In the case of meat consumption, we don’t like to see, hear or think about the suffering that farmed animals experience, because it makes us feel uneasy about our food choices. So, we might scroll quickly past the graphic video of farmed animal abuse on Facebook, or avoid sitting with the vegetarian at lunch. Heavens forbid they tell us where the meat in our sandwich came from!
By it’s own nature, and relative to other dissonance-reduction strategies, avoidance is something of an apologetic strategy. Those of us who use avoidance to resolve dissonance are simply seeking to avoid recognizing and confronting the issue at stake. Research has shown that, women tend to be more inclined to use so-called apologetic strategies, like avoidance and even dissociation, for dissonance reduction. In comparison, men seem to be more inclined to engage in those unapologetic or direct strategies, like the denial of animal pain, and human dominance.
Psychologist Heather Bray has found evidence of the use of avoidance in conversations between parents and their children around the topic of meat consumption.
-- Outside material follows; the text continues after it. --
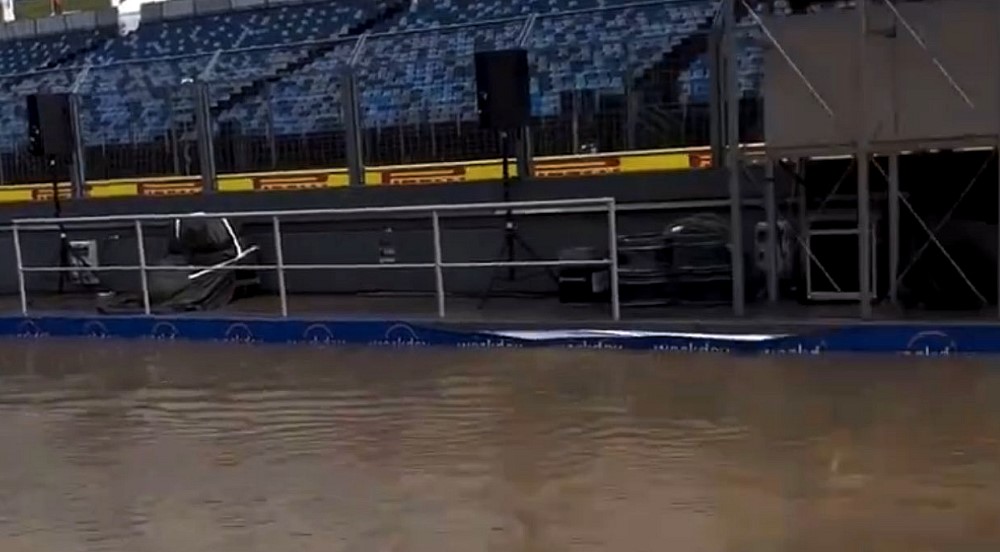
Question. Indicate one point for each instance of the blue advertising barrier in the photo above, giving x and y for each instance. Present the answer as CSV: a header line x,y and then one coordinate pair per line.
x,y
912,339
Heather found that as parents we might try to avoid the conversation about the origins of meat with our young and oftentimes, very inquisitive children. During Heather’s research, one parent wrote: “I picked my daughter up from school, and she yelled at me that I had lied. I asked, about what? She explained that a teacher had told her that meat came from animals. Until that time, I'd avoided the subject, although she had asked”. As super as they are, parents aren’t super human! Like most people, they can feel conflicted about eating meat and use avoidance to reduce dissonance.
Research by Mark Pancer and colleagues adds to the discussion on avoidance, providing evidence of our human ability to avoid empathy. In this experiment, researchers manipulated the presence of two empathic triggers – a charity donation box and a handicapped individual, stationed at a table in a busy corridor of the University of Saskatchewan. The researchers measured the distance that was maintained between each passerby and the table, both during the presence and absence of empathic triggers. The research team found that the presence of the charity donation box and the handicapped individual caused passersby to walk in a wider arc around the table, suggesting a tendency to avoid having to engage empathically. The researchers conclude that empathy avoidance may be driven by judgments about the costs inherent to empathizing. In this case, the cost was monetary loss, but other costs can include physical demand, emotional distress, wasted time, missed opportunities and even lifestyle changes.
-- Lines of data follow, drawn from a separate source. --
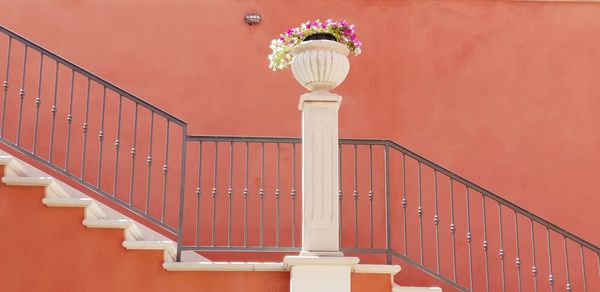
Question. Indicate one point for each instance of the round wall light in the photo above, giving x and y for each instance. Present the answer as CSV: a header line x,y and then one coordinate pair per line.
x,y
252,18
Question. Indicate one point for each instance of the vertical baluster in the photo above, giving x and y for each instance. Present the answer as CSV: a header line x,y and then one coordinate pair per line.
x,y
452,229
85,128
469,238
69,121
518,259
371,193
214,215
246,195
550,276
501,254
485,245
436,221
355,196
166,173
340,194
583,268
198,194
262,191
5,85
230,194
388,207
404,203
133,155
22,95
101,138
149,162
420,213
293,195
53,111
534,268
38,102
277,199
117,147
568,286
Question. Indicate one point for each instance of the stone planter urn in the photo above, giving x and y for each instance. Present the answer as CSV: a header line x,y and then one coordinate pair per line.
x,y
320,65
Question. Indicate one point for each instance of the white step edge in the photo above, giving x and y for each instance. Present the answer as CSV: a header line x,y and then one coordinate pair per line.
x,y
376,269
92,210
132,232
169,247
13,167
53,189
398,288
224,266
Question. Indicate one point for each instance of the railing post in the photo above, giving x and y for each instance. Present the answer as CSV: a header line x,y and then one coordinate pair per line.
x,y
182,192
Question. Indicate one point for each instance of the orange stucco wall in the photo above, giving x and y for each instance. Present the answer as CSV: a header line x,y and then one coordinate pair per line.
x,y
502,92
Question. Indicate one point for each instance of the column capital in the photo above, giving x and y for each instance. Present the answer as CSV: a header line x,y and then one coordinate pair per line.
x,y
319,96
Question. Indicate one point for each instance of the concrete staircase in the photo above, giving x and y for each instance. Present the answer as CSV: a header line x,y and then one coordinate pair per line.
x,y
137,237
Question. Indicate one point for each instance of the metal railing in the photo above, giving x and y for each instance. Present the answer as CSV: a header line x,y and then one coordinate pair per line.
x,y
243,193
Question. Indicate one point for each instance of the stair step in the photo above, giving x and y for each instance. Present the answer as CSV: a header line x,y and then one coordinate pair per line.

Our human ability to control and avoid empathy may add to processes that allows us to dissociate from animals and eat them. But, more often than not, avoidance is not an active, nor conscious process. According to Melanie Joy, most of us eat animals, not because we need to, nor even want to, but because we have been conditioned to by a widespread destructive belief system that operates outside of our conscious awareness. This invisible belief system is known as carnism and it supports our continued eating of a few select animals. Because carnism is an invisible belief system, and (until recently) has remained unnamed, eating animals seems to be a given rather than a choice. Ask yourself, have you ever wondered why we eat animals?
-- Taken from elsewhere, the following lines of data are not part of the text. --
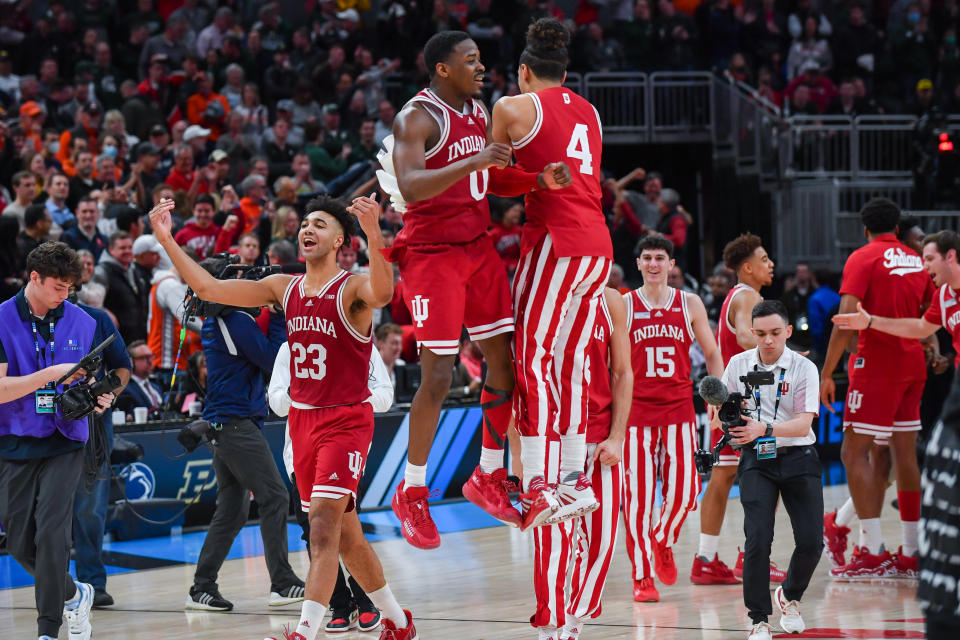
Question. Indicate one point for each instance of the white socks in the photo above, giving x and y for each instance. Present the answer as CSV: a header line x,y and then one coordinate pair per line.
x,y
311,619
415,475
490,459
383,599
870,536
708,546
In reality, avoidance at the individual level is, largely, an unconscious process and some might argue, systemic. Consider the intelligent marketing of the animal agriculture industry, which has been designed in such a way that nothing in our environment at the point of purchase encourages us to consider the life of the animal that we intend to consume. Unlike the packaging of cigarettes, the truth about factory farming is not made explicit on the front of a bag of chicken nuggets. And, research suggests that these marketing efforts made by the animal agriculture industry are successful, as 67% of us say that we do not think about farmed animal suffering while shopping for meat.
As a whole, the animal agriculture industry, is removed from public consciousness. Industrial farms and slaughterhouses are located in remote and inaccessible places and we as consumers have little to no direct experience with farmers nor the production and slaughter and animals. The invisibility of our modern-day animal agriculture industry both encourages and enables our use of avoidance. As a result, avoidance has become something of a cultural norm.